[ヘクターと別れた後、1人になった彼は再び何処を目指す訳でも無く歩き始めた。尊敬する先輩と、言葉では上手く言えない大事な先輩]
し、失礼します…
[そろり、と通りすがった教室の扉を開ける。途端、中から血なまぐさい臭いが立ち込め、込み上げてくる嘔吐感をなんとか飲み込む]

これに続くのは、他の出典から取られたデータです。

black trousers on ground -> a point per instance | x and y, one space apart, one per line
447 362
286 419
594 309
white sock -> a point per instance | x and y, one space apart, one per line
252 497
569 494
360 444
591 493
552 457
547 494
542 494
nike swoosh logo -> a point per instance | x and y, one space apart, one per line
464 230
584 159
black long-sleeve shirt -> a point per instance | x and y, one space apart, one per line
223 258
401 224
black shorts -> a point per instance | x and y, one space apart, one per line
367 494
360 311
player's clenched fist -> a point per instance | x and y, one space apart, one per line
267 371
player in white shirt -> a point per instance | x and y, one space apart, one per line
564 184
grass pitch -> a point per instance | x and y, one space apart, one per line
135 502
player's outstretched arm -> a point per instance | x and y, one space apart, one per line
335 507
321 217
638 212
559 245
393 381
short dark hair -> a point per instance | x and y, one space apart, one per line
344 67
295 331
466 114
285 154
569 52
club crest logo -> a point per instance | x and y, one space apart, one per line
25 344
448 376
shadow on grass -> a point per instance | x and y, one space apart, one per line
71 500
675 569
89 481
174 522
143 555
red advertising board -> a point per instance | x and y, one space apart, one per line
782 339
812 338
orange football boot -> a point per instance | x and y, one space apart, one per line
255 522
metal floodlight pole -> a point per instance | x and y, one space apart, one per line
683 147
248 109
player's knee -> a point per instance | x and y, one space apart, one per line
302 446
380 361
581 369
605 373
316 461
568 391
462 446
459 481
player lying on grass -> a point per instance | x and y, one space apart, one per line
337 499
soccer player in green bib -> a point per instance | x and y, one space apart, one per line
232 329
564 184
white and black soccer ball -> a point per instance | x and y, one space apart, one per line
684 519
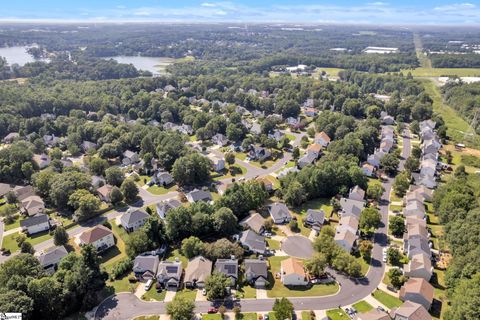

[無言のまま恐る恐る中に入る。中はしんと静まり返っていて、自分の息遣い以外聞こえてこない。みんな死んでしまっているのだろうか。生きている人の気配はしない]
[長時間こんな所にいるものではない。教室を出て行こうとしたところで、目に入ってしまった。恐怖の表情のまま血塗れで横たわり生き絶えているのは、半純血だと言っていた、オスカーのルームメイト]
っ…!?っ、げほっ、げほっ…!!
[耐え切れず、その場で噎せながら嘔吐感する。ぽろぽろと溢れる涙は、嘔吐による生理的なものか、それとも…]
(本当に、人が死んでるんだ)
[頭では分かっていても、初めて遭遇した知人の死にじわじわと実感が湧いてきて。それでも止まる訳にはいかないと、ローブの袖でごしごしと口を拭うと無人の部屋を後にした]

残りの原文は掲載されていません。